I think perhaps it vexes me, this hope, for like as not you’ll hear me any given disappointing day doubtfully muttering some scripture that I cannot quite believe just then, as hopes fall down again.
“Love never ends” the Scriptures say, and neither faith and hope, one might assume. But listen to the whisper underneath my breath and you might hear me say, “Oh yeah? Just watch, and wait a while. You’ll see!”
I’m usually not a pessimist. And as Michael Wilson says, “There’s always tomorrow. There really is, and it can be so good.” Especially when you add hot water. Still, you know, it can grow grim out there sometimes and when hope shrinks into short supply.
Recently I realized that hopes perhaps fall down because we’ve hung them on entirely mistaken sorts of things. St. James guides us quite well here when he warns us that we don’t get what we ask for when our motives are all wrong, when we have made ourselves the center of our hopes.
So maybe I should turn my hopes all outward, upward even. Perhaps the point of hoping is the firm, growing assurance that someday all these things are bound by God to all come true and in ways better by far than we’d have conjured up our own half-hearted selves.
The Psalms chronicle often all this wavering between the deep, abiding hope in God and great despair where what we dread the most surrounds us, jeering all the while. But still God builds a fortress round our failed hopes and each other part of us that comes so often crashing down.
And maybe all I need today is one quick chuck under the chin to show me something higher than these pieces on the floor. Maybe I have abused hope, maybe I’ve tried to make it bend to my own will in ways I can’t yet see will prove disastrous for me.
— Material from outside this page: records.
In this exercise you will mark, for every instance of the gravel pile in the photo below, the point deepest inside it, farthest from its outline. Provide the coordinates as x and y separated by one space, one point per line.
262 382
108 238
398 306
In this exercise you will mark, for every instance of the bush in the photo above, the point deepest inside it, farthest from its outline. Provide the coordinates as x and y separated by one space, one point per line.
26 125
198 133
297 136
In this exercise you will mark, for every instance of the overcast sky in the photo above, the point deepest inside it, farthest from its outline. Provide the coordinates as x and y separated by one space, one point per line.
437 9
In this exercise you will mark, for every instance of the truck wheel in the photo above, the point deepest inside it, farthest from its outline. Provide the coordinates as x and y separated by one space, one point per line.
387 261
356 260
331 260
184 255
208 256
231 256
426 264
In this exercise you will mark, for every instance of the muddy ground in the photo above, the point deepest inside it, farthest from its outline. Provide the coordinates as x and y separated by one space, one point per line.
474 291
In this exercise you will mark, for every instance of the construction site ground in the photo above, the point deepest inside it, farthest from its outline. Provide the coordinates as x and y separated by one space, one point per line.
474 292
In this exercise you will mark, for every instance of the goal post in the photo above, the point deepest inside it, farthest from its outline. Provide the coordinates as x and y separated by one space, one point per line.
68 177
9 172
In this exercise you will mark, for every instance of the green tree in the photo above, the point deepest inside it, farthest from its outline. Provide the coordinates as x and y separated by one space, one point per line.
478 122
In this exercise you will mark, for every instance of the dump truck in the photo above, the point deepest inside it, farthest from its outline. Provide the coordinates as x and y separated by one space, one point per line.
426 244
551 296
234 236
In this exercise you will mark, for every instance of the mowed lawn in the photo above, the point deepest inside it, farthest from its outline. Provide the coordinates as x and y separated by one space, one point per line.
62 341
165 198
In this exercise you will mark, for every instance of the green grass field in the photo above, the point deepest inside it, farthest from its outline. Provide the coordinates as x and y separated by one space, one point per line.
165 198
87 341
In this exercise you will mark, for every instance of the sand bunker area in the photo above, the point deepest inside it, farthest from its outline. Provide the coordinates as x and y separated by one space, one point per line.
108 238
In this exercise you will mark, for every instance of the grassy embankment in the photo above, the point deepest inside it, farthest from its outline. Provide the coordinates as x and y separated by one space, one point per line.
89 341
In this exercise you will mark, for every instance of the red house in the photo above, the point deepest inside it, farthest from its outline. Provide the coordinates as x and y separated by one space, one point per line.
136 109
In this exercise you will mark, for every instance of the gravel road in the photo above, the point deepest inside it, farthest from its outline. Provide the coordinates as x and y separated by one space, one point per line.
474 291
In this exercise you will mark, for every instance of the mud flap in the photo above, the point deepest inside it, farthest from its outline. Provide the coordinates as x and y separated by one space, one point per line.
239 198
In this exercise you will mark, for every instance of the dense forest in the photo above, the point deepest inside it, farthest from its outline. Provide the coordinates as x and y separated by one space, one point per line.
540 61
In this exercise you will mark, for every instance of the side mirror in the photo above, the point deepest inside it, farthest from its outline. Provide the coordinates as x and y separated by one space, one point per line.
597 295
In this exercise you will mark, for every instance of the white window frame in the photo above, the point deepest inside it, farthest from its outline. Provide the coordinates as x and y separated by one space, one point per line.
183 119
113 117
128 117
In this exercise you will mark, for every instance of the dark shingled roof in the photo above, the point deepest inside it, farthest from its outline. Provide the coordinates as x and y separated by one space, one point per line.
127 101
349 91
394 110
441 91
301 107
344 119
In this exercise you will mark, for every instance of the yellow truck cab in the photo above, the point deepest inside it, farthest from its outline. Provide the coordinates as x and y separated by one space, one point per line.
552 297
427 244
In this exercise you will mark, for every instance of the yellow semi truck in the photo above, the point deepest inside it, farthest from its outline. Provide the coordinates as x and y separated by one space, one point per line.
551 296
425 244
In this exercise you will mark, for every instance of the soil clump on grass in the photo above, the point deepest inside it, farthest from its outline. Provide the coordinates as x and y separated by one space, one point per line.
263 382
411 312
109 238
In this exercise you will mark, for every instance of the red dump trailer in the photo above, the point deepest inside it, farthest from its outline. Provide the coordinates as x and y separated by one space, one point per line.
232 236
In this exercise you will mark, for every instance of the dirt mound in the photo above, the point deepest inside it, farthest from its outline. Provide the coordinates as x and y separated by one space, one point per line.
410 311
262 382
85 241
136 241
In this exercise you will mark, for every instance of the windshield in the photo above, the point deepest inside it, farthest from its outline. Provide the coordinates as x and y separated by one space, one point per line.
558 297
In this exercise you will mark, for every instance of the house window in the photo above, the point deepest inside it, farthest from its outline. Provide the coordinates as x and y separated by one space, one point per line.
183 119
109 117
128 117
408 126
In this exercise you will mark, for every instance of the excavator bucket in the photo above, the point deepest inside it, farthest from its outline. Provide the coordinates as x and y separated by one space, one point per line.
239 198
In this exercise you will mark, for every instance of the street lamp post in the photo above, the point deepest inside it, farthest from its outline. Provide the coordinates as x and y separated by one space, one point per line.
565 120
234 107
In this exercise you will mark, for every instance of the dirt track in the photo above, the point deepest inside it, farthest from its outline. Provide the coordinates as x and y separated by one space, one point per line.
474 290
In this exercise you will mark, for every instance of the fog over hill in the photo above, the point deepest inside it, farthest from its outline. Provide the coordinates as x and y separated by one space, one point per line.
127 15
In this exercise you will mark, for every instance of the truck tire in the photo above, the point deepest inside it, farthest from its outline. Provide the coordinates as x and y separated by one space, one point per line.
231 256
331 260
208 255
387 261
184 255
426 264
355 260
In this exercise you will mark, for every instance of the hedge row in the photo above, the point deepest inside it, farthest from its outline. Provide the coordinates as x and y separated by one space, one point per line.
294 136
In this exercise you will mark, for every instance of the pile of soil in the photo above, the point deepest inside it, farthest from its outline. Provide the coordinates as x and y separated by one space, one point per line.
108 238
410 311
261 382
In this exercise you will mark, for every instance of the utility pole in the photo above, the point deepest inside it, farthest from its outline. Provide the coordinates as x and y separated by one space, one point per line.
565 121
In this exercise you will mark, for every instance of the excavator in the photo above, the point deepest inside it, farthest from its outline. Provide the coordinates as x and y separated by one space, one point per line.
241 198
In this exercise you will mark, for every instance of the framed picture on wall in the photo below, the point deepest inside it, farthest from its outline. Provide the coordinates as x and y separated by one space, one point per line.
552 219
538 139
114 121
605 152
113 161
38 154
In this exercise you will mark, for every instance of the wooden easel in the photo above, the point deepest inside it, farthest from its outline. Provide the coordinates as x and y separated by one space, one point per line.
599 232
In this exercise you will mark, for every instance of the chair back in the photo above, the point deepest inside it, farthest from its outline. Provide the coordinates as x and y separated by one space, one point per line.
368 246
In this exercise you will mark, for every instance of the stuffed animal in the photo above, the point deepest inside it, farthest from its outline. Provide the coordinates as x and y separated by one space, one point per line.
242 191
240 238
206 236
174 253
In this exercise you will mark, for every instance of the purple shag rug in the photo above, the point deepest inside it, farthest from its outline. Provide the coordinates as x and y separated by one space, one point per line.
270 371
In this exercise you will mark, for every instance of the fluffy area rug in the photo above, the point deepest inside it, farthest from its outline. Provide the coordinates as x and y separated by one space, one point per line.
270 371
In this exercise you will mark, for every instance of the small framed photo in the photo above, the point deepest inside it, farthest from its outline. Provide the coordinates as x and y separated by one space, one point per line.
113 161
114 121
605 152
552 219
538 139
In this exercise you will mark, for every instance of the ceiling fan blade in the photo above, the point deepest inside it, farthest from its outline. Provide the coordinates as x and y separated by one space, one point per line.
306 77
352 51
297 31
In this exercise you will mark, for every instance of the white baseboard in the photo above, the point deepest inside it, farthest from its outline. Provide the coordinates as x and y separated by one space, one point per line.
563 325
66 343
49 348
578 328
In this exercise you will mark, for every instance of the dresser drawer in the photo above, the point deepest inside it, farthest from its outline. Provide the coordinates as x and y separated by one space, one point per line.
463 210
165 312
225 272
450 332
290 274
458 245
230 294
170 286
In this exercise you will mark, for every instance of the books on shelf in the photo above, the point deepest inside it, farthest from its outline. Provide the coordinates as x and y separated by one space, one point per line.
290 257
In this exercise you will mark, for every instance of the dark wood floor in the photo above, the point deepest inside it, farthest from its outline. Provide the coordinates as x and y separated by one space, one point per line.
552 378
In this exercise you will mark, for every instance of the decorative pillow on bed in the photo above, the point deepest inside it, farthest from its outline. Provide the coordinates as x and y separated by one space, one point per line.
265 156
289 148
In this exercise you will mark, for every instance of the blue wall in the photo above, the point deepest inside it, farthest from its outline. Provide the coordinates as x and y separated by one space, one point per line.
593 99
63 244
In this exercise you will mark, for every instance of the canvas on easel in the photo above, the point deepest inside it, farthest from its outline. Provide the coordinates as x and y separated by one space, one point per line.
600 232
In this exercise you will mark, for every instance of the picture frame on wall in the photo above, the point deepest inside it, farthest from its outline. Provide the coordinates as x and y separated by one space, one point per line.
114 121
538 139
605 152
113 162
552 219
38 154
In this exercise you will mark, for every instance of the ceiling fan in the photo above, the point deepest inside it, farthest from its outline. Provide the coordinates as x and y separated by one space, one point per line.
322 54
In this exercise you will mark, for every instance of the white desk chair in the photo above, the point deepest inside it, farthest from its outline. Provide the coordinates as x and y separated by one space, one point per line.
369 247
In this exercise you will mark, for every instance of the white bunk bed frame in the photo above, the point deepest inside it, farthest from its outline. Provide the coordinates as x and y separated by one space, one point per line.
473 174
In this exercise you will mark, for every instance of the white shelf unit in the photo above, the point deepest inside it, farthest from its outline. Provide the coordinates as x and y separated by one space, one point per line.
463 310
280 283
So I shall still pull the milkweeds, make a wish, and send the weed-seeds flying, trusting even what I wish for God will change into those things I truly need.
And I’ll rise in the morning hoping steadfast love has risen long before me, and that God himself will guide me through my day. And though my flesh, and faith, and hope, and love may seem betrayers, I will hope once more even today that He has not yet finished as He’s making all things new.
And still there is that Great and Glorious Day approaching, and, please God, when it comes I’ll shout for joy to be made like Him and I’ll find fruition that I cannot see today. And so let’s comfort one another with these words, that we will always be with Him there in that place where hope, all hope we’ve ever had, transforms us and it all comes true.